Manifest is my first physical show with this body of figurative work.

 I think I saw that you offer prints of your work. Bravo. I have talked about this for years with my painter friends here in Rochester, upstate. I’m glad to see someone is actually doing it: it seems to me a solution to the central problem of visual art now. There’s no way to charge what a painting is worth, given the time and years of learning that go into it, and still reach a public large enough to make visual art something that has a role in the lives of an average educated person.

I agree. It takes time to deal with the higher volume of buyers and do the shipping logistics, that’s the only downside.

Are your figures members of your family? I assume so, but thought I’d ask. It’s hard to imagine working for eight months on a painting of models or strangers.

Yes. Family and a few close friends. 

Your work, strikes me as intensely affirmative, a resounding yes to life.
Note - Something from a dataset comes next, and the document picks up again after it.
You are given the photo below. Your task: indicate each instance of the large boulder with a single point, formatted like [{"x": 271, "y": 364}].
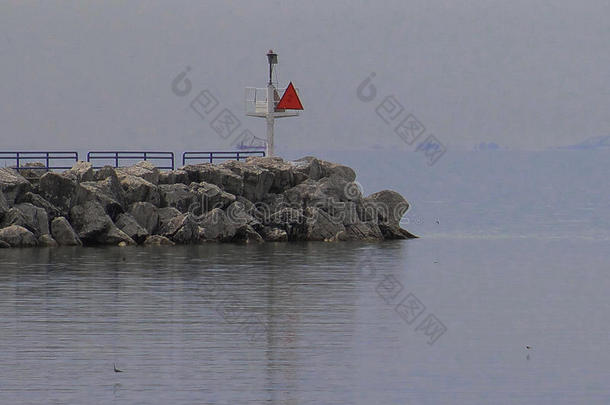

When you structure a painting after Piero’s work, it would be hard to paint something darkly sardonic. Am I right in assuming that you aren’t being ironic or cynical in a painting with a title that includes the word plenty in a cultural season when prosperity and abundance don’t seem in high favor? (Abundance is human, not economic, in my view.)

Yes, no irony. I’m trying to tell believable stories about the world now as it is, and how it can be. Season of Plenty was a pandemic painting and while we were short on toilet paper we were fortunate to have grandparents staying with us long term, a garden and fish in the pond.